Is it normal for my 69' to sit higher in the front?. Mine sits almost 2" higher. My springs are new in front and rear. I've looked at a lot of old magazine photos and it looks like the front usually sits higher. Just curious.


----------



## Instg8ter (Sep 28, 2010)

yes until your new springs settle in it will appear to sit too high, load leveler air bags in the rears will allow you to load and stiffen the rears a bit which helps eliminate wheel hop and handle a bit tighter in the twisty's


----------



## jimchevy (Dec 29, 2011)

When I said the springs are new, I should have been clearer. They are a year and a half old so they should be settled by now.


----------



## Instg8ter (Sep 28, 2010)

how many miles?....are they stock spring rate? or wagon springs....the bags will let you lift the rear a bit (inflate while on stands at frame to 12-15lbs then lower car) and are not harsh like air shocks best fix for under 100.00.


----------



## jimchevy (Dec 29, 2011)

Not sure on miles but I'd guess maybe a thousand or so.
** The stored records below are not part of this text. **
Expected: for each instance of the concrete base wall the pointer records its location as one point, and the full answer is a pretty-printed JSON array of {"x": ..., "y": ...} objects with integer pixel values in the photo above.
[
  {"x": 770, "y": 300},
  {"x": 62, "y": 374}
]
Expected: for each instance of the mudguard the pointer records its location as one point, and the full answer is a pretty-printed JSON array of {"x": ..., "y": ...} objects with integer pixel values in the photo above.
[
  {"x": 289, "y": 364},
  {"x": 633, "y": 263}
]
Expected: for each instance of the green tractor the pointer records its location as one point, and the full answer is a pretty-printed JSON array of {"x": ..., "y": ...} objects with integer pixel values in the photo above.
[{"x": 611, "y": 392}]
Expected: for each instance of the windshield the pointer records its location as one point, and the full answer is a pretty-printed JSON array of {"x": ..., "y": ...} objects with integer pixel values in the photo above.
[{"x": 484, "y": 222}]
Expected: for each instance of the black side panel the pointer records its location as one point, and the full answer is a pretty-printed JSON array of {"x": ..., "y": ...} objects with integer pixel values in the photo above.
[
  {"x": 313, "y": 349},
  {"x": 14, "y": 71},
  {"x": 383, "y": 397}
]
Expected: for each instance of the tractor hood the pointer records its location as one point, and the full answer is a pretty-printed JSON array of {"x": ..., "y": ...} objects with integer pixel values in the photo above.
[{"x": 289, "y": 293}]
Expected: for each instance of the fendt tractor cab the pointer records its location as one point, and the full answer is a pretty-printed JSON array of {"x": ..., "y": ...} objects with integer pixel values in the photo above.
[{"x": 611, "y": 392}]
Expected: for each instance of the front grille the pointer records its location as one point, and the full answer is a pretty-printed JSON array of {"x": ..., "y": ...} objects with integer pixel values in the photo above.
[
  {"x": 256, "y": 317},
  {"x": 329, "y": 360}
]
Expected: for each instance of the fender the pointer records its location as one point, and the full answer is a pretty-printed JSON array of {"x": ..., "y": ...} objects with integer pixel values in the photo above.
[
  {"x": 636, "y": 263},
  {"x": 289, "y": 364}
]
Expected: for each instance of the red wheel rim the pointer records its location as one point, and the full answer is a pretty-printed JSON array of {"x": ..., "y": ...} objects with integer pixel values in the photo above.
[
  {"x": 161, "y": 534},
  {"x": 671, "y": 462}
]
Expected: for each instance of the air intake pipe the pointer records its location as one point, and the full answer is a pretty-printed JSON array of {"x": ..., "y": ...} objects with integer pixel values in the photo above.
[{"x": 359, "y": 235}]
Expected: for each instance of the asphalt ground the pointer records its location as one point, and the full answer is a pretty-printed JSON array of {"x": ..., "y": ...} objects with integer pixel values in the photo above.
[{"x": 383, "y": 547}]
Yes they are standard rate. I'll look into your other suggestion. Thanks. Your car is beautiful BTW:cheers


----------



## Instg8ter (Sep 28, 2010)

thanks Jim this was my first resto did it all over last winter by myself. You will like how she handles with the bags too, a lot less body roll in turns and no wheel hop. i have about 1000 miles on mine and the fronts have dropped nearly an inch from install height.


----------



## ALKYGTO (Mar 29, 2010)

I hate how these cars sit stock, high in front.
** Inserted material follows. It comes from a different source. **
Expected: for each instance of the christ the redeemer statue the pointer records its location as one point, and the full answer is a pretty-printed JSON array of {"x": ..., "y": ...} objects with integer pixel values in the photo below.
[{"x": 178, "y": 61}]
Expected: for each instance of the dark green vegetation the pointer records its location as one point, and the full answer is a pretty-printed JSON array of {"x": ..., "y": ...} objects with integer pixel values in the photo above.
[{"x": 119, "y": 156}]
Chop a half coil/ full coil in front to get the nose out of the air. Or get some adjustable coil over shocks for the front. I believe another member on here has those and may comment. I'd like to go that way myself eventually.


----------



## jimchevy (Dec 29, 2011)

I saw the Hotchkis bags on summit but the more I think about it, I don't really want to raise the back, I'd rather drop the front and am leaning toward cutting half a coil on the front as ALKYGTO suggested. I've done that method on many Chevy trucks with great results and it's free! Thanks for all the replys!


----------



## teamwoody72 (May 23, 2008)

I had same prob, i did exactly what alky did choppin 1/2 coil. made difference. will settle over time. I was gonna do the bags cuz the body roll is to excessive for me but never did. good luck.


----------



## Rukee (Feb 8, 2007)

You just need more weight in the front, add a blower!


----------



## jimchevy (Dec 29, 2011)

Rukee said:


> You just need more weight in the front, add a blower!


That would be fun!:lol:


----------